There will not be enough ITO, at the right price, to meet expected future demand.
“We need to be ready for that, and transition to a new, cheaper alternative material, but we are not at that stage yet,” said Dr Fleischer. “We have probably left this 10 to 20 years too late, and so we will now need to make a dramatic and massive investment to be ready on time.”
Funding for research into finding an alternative to ITO, was funded by governments up to a few years back. These days the bulk of the support comes from private industry, who clearly see that progress on meeting future demand for electronics may be hampered by dependence on ITO.
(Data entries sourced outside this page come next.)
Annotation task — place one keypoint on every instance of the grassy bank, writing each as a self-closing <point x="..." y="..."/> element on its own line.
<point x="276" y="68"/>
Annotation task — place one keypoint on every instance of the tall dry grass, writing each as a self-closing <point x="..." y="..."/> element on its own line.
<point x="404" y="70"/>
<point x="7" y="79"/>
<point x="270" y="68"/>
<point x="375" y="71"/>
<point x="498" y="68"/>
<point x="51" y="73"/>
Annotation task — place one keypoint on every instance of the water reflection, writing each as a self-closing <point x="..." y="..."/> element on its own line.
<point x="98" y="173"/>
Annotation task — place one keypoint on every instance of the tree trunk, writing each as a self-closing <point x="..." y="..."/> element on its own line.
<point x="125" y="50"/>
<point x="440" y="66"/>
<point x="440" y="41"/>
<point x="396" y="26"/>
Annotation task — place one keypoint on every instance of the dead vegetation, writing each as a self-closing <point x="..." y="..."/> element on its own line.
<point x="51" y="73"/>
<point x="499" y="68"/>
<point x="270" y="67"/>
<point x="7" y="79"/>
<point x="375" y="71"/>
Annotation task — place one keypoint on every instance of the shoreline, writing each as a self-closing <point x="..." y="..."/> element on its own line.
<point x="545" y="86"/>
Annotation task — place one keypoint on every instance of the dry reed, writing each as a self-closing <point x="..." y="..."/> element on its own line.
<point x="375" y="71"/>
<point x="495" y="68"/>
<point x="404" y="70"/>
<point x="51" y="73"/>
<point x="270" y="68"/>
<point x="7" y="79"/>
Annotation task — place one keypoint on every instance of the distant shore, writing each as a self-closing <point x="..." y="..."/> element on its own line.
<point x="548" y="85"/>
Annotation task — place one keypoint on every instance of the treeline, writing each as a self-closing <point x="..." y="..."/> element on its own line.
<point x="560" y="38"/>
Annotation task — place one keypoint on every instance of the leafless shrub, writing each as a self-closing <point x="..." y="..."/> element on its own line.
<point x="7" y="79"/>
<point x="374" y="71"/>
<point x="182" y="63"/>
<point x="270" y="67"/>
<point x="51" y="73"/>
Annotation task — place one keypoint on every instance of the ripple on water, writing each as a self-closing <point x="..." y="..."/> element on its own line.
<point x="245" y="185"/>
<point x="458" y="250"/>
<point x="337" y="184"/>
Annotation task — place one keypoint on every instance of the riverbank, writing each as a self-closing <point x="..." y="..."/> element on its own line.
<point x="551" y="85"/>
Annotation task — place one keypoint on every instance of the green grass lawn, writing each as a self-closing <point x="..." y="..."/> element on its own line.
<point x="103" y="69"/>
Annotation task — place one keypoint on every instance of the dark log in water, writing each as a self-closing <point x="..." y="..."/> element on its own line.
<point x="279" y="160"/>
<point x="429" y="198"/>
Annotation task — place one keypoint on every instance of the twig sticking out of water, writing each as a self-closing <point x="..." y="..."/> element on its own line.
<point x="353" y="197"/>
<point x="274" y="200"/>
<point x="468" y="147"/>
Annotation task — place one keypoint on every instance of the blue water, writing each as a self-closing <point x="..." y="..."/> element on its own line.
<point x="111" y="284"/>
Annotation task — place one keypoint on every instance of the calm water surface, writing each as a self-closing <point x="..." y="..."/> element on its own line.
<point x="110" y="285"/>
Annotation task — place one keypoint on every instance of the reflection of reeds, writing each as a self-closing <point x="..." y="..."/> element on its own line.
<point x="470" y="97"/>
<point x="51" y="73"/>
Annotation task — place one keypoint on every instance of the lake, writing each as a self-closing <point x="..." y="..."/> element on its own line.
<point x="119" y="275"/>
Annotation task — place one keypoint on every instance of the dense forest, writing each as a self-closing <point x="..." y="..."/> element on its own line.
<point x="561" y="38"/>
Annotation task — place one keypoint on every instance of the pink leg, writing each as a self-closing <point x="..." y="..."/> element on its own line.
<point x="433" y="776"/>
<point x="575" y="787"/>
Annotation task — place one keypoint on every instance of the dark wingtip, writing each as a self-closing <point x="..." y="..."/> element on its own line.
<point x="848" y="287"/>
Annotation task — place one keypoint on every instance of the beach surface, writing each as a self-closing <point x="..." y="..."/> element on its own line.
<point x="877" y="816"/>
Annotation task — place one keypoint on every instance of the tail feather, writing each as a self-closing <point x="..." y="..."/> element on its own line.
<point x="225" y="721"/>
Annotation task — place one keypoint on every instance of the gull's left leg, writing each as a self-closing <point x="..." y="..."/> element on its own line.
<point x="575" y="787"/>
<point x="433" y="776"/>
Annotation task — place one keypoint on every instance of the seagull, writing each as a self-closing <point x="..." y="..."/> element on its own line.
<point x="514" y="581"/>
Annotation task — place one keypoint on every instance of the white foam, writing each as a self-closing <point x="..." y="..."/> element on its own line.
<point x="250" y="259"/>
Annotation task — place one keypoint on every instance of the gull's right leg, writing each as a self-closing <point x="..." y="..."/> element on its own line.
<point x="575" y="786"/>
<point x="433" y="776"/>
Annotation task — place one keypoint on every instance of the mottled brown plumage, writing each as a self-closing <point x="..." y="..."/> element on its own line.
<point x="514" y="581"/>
With the support of the SFI grant, Dr Fleischer’s team will create new artificial materials in the lab, each one of which will potentially be an alternative to ITO. This will be done by combining two cheap materials in a layered new material and altering its composition every few layers.
Layers
The technology to make new materials by laying down alternate thin layers of existing materials in a new laminate through an atomic layer deposition tool, is located in the National Research Facility at DCU.
“These new materials are composite materials,” said Dr Fleischer. “We hope to make a material that has the same performance as ITO, but without using expensive materials. Of course in DCU we don’t have production capabilities, but we can show potential industry partners, through proof of concept methods, that it’s physically possible to do it.”
The plan is to approach big companies that make the deposition systems for applied materials towards the end of the four year SFI funding round. If all goes to plan, said Dr Fleischer, in perhaps 10 to 15 years' time we’ll have developed a material to replace ITO that can be used in bendable smartphones that don’t easily break or crack like current phones do.
It is important, said Dr Fleischer, that blue skies research identifies new materials that can replace ITO and that extensive tests are run before industry invests billions in changing its existing production processes.
“In four years’ time, at the end of this project, we want to be able to replace ITO with one of our new cheaper materials,” said Dr Fleischer.